Янка Брыль - Повести
— Во! — показал он маленький палец. — Укусил! А я пойду сперва в первый класс, а потом, когда вырасту еще больше, — в пятый.
— Сначала в первый, а потом — во второй.
— А потом в третий, в четвертый и в пятый. И вы меня будете учить?
— Буду, Юрочка, буду.
Она отвечала рассеянно, только бы что-нибудь сказать, а маленькому ее товарищу, который не раз уже возвращался к этому разговору — и у них дома, где так много книг, и на огороде, куда забираются негодные утки, — ее другу-помощнику хочется поговорить.
— Мне теперь семь лет, а потом будет восемь, а потом десять, а потом еще большей.
— Будет, Юрочка, будет…
Она отпустила руку малыша и обняла его, обхватив рукой щеку и подбородочек. «Какой ты еще маленький, мой огородный, приречный вояка, — думала Люда, поглаживая пальцами теплую мальчишечью щеку. — А где я буду, когда ты станешь пятиклассником? И буду ли я вас и тогда еще бояться?..»
Тропка в село бежит, петляет среди прибрежных кустов. На тропинке в траве то тут, то там валяются красная скорлупа и обломки когда-то кусачих клешней печеных раков, с которыми здесь беспощадно расправляются мальчишки. Солнце заходит, и хорошо кустам в его косых лучах. А тропка бежит по берегу Быстрянки туда же, куда недавно ушла и лодка.

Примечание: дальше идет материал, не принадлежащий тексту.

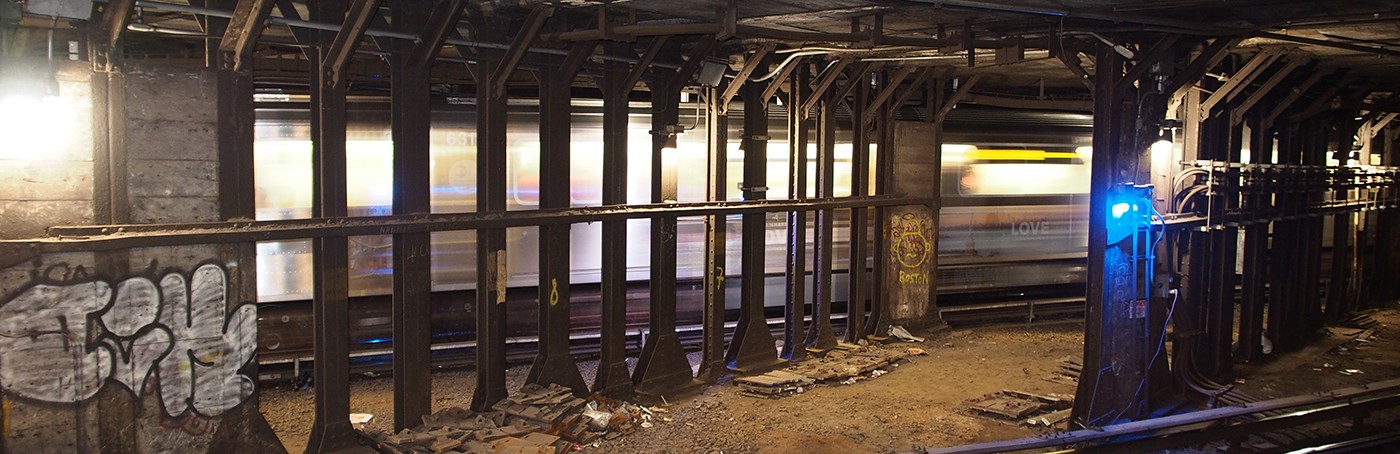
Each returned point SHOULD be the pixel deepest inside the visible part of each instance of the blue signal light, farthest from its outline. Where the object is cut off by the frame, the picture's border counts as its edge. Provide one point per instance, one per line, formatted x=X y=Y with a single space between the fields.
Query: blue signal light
x=1119 y=209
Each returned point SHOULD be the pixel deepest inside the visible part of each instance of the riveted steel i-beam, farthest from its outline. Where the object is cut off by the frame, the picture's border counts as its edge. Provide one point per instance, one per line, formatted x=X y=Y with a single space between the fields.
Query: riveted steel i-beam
x=662 y=369
x=553 y=363
x=716 y=229
x=613 y=379
x=331 y=258
x=821 y=336
x=752 y=349
x=857 y=294
x=794 y=338
x=490 y=198
x=409 y=121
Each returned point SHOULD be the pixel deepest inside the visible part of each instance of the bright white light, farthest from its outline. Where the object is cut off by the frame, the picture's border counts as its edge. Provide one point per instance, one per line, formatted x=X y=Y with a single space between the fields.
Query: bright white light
x=34 y=128
x=1119 y=209
x=1161 y=147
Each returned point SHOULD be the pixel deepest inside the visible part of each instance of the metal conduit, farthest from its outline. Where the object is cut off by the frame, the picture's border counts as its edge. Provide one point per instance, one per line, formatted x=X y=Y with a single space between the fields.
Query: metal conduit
x=171 y=7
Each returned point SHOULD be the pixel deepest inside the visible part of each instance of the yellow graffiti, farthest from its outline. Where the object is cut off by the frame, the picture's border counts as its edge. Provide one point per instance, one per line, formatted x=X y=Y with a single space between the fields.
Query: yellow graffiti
x=909 y=244
x=912 y=278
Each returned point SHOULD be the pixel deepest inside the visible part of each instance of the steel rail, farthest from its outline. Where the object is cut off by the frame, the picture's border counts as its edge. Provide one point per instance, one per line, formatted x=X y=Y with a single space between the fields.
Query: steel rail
x=1299 y=409
x=86 y=238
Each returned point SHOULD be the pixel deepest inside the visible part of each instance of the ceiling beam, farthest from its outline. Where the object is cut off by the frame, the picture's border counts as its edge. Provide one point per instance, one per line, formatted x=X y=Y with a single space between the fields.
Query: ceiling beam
x=822 y=84
x=885 y=93
x=244 y=28
x=1292 y=97
x=357 y=20
x=749 y=66
x=1238 y=114
x=958 y=95
x=441 y=21
x=520 y=46
x=115 y=14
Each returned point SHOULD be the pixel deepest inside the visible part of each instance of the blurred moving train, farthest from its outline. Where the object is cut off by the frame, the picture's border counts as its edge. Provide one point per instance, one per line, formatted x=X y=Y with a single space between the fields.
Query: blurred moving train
x=1014 y=219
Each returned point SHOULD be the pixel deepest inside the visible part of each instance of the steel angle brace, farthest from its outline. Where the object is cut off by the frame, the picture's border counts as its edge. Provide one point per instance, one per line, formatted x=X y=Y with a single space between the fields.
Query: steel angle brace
x=749 y=66
x=520 y=46
x=1292 y=97
x=1157 y=52
x=1204 y=62
x=1246 y=74
x=819 y=88
x=889 y=91
x=1238 y=114
x=958 y=95
x=244 y=28
x=357 y=20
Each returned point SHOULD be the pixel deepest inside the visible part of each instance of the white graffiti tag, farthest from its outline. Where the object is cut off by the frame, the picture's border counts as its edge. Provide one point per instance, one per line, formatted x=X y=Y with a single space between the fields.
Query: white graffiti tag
x=62 y=344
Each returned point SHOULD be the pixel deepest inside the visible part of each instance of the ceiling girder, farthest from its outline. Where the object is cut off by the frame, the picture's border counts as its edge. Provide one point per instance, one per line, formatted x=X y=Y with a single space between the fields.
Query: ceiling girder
x=751 y=63
x=518 y=46
x=242 y=31
x=885 y=93
x=115 y=14
x=917 y=86
x=1159 y=49
x=819 y=88
x=1292 y=97
x=1238 y=114
x=1210 y=56
x=780 y=79
x=1246 y=74
x=958 y=95
x=441 y=21
x=357 y=20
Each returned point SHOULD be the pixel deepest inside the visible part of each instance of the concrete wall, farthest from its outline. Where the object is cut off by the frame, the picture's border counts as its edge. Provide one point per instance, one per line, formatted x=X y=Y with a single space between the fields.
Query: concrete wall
x=132 y=351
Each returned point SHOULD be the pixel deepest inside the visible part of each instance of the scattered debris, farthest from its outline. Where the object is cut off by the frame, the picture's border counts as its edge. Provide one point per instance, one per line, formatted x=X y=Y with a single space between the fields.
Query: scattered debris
x=538 y=419
x=899 y=332
x=1068 y=372
x=360 y=419
x=846 y=365
x=1017 y=405
x=1050 y=419
x=774 y=384
x=1362 y=321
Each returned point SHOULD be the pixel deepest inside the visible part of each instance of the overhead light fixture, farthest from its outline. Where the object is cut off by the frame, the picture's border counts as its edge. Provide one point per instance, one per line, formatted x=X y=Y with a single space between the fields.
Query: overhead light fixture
x=711 y=72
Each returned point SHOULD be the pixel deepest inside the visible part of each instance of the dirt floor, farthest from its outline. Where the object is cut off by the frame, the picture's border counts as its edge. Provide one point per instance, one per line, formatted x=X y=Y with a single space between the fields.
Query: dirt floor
x=919 y=404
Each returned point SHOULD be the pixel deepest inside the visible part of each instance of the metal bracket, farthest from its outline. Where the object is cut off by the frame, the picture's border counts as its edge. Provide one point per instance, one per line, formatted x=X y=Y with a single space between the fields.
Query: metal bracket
x=749 y=66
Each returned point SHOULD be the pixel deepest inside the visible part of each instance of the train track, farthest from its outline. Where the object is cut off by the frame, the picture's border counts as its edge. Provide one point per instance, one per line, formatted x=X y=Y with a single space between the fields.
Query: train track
x=521 y=349
x=1234 y=426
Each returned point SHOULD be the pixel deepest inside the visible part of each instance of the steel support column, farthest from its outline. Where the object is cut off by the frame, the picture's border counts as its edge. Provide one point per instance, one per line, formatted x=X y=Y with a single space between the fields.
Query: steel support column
x=794 y=328
x=821 y=336
x=490 y=198
x=662 y=369
x=553 y=363
x=613 y=379
x=409 y=121
x=331 y=259
x=753 y=349
x=1255 y=282
x=1341 y=300
x=711 y=349
x=1115 y=369
x=857 y=294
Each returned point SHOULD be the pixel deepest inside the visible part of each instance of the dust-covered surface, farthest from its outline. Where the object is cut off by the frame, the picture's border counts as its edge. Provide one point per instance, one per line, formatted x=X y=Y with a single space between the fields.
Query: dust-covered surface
x=917 y=404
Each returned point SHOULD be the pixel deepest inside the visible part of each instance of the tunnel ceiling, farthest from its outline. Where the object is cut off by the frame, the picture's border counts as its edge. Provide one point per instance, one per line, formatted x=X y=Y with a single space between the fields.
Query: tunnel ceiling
x=1019 y=46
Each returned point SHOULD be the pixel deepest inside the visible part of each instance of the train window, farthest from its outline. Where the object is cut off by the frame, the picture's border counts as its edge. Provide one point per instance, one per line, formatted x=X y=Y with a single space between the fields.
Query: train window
x=1018 y=171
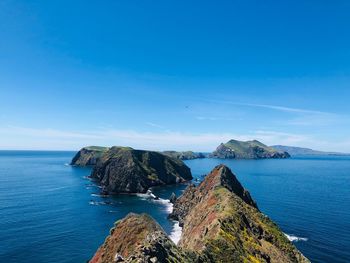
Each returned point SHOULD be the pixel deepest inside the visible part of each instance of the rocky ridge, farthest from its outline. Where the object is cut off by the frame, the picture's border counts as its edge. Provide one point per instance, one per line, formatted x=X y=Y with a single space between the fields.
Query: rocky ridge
x=126 y=170
x=234 y=149
x=187 y=155
x=221 y=223
x=88 y=156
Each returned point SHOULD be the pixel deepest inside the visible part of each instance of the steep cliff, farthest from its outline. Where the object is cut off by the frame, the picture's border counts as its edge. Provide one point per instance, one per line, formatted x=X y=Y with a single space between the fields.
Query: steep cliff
x=187 y=155
x=221 y=223
x=88 y=156
x=138 y=238
x=125 y=170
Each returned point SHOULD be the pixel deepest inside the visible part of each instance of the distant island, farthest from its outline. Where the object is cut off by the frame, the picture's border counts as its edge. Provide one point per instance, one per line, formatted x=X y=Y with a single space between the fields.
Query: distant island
x=126 y=170
x=221 y=223
x=235 y=149
x=292 y=150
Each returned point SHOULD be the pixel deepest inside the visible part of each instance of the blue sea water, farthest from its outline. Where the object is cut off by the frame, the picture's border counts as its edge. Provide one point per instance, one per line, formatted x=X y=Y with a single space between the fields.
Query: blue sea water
x=51 y=212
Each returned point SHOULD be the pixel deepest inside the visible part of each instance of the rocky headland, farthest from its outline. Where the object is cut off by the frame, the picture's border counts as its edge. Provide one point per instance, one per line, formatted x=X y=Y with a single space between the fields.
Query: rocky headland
x=126 y=170
x=186 y=155
x=234 y=149
x=221 y=223
x=88 y=156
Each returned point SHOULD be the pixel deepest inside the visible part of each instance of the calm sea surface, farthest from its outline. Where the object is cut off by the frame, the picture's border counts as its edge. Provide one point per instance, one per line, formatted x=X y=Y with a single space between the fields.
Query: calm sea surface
x=51 y=212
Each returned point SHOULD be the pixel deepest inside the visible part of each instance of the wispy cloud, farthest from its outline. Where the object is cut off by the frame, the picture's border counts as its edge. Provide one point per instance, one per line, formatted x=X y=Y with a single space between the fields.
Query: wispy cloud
x=210 y=118
x=295 y=117
x=17 y=137
x=152 y=124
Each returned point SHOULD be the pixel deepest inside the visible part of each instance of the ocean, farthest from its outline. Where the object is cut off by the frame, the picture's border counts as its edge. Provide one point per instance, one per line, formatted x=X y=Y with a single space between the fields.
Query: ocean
x=52 y=212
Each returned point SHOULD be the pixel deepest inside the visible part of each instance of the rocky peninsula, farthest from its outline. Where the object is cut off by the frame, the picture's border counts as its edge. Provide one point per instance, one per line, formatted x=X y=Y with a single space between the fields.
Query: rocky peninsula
x=186 y=155
x=221 y=223
x=88 y=156
x=234 y=149
x=126 y=170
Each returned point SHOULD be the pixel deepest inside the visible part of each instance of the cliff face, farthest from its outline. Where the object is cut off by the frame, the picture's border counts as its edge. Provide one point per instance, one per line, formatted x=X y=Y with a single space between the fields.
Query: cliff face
x=125 y=170
x=187 y=155
x=221 y=223
x=138 y=238
x=234 y=149
x=88 y=156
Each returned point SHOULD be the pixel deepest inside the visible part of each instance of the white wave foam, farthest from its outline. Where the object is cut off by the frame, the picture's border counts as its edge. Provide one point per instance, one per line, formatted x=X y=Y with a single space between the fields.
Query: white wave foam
x=97 y=203
x=294 y=238
x=175 y=234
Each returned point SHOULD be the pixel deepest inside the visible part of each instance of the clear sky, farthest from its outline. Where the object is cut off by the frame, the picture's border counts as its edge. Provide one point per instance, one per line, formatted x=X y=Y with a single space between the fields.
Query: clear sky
x=174 y=74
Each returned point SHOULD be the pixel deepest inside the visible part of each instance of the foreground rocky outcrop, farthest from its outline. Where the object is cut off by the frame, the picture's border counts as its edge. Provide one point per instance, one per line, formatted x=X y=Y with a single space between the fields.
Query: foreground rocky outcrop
x=125 y=170
x=138 y=238
x=187 y=155
x=88 y=156
x=234 y=149
x=221 y=223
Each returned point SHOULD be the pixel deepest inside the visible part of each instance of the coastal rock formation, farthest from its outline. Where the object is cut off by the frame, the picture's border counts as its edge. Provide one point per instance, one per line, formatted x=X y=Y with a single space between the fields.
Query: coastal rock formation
x=138 y=238
x=234 y=149
x=187 y=155
x=125 y=170
x=221 y=223
x=88 y=156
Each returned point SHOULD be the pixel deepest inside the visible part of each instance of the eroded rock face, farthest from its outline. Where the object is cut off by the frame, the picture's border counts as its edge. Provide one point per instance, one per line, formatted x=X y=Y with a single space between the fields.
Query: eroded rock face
x=221 y=223
x=234 y=149
x=125 y=170
x=88 y=156
x=138 y=238
x=187 y=155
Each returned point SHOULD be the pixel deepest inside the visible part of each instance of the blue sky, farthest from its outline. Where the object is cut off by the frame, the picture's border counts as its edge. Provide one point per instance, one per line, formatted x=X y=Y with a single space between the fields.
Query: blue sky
x=174 y=74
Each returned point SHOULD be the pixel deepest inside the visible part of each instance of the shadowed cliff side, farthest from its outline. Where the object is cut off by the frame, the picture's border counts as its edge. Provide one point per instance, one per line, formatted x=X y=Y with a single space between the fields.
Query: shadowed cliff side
x=221 y=223
x=138 y=238
x=88 y=156
x=125 y=170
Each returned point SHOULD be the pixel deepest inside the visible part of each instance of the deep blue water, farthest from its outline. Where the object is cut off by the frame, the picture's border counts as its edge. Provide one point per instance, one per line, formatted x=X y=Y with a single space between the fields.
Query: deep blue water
x=50 y=212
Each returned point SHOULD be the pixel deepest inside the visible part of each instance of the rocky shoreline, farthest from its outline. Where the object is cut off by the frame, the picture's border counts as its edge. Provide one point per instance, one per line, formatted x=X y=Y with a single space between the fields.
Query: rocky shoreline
x=221 y=223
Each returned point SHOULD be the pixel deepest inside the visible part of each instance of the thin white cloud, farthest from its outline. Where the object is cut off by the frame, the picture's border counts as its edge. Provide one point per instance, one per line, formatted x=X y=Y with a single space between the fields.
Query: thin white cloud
x=282 y=108
x=296 y=116
x=14 y=137
x=152 y=124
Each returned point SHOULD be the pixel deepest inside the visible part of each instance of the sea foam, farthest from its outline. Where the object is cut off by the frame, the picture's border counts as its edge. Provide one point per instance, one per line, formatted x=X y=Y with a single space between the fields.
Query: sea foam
x=294 y=238
x=176 y=232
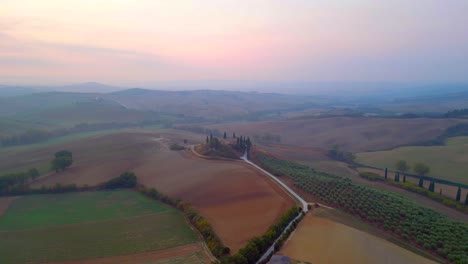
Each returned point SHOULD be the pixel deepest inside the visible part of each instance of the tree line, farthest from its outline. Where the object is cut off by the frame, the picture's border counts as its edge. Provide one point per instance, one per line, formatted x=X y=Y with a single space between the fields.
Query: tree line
x=212 y=240
x=257 y=246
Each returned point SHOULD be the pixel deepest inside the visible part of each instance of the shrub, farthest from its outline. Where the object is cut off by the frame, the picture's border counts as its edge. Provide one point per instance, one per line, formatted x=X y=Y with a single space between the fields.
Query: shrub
x=370 y=176
x=125 y=180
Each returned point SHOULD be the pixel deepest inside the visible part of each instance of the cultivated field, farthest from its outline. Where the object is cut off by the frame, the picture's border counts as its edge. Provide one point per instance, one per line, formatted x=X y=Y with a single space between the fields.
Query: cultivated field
x=448 y=162
x=88 y=225
x=319 y=240
x=97 y=156
x=246 y=203
x=237 y=200
x=355 y=134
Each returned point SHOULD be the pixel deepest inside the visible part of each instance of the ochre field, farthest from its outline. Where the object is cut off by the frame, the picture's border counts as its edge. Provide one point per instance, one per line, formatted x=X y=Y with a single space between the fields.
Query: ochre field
x=319 y=240
x=90 y=225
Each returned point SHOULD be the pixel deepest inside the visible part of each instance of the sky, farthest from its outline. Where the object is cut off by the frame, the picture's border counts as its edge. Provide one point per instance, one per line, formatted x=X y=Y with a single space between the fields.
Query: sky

«Где ты сейчас, о чем у вас разговор? — думает Люда. — Как я люблю тебя слушать! И сколько еще мне не слышать твоего милого, твоего взволнованного голоса? Когда же ты мне скажешь, что не во всем ты прав, что нельзя, нехорошо так вот бросить старого, больного отца, что трудно мне… Но мы договоримся, мы устроим так, что все будет хорошо. Только ты не спеши сердиться, не гляди на меня, как посмотрел, когда вы уезжали… И не говори только ничего Максиму. Может, потом…»
По обоим берегам речки камыш — густой и высокий, с золотистыми от последних лучей солнца метелками.
Над головой у путников только небо, а под ними — вода, уже укрытая вечерними тенями.
Толя сидит на носу чайки, на вооружении у него — длинный легкий шест да «ижевка» дядьки Антося, которая лежит на брезенте плащ-палатки, приятно поблескивая вороненой сталью стволов. Шестом он время от времени отталкивается, помогая течению, потом кладет его вдоль лодки и с загадочным и важным видом берет в руки ружье.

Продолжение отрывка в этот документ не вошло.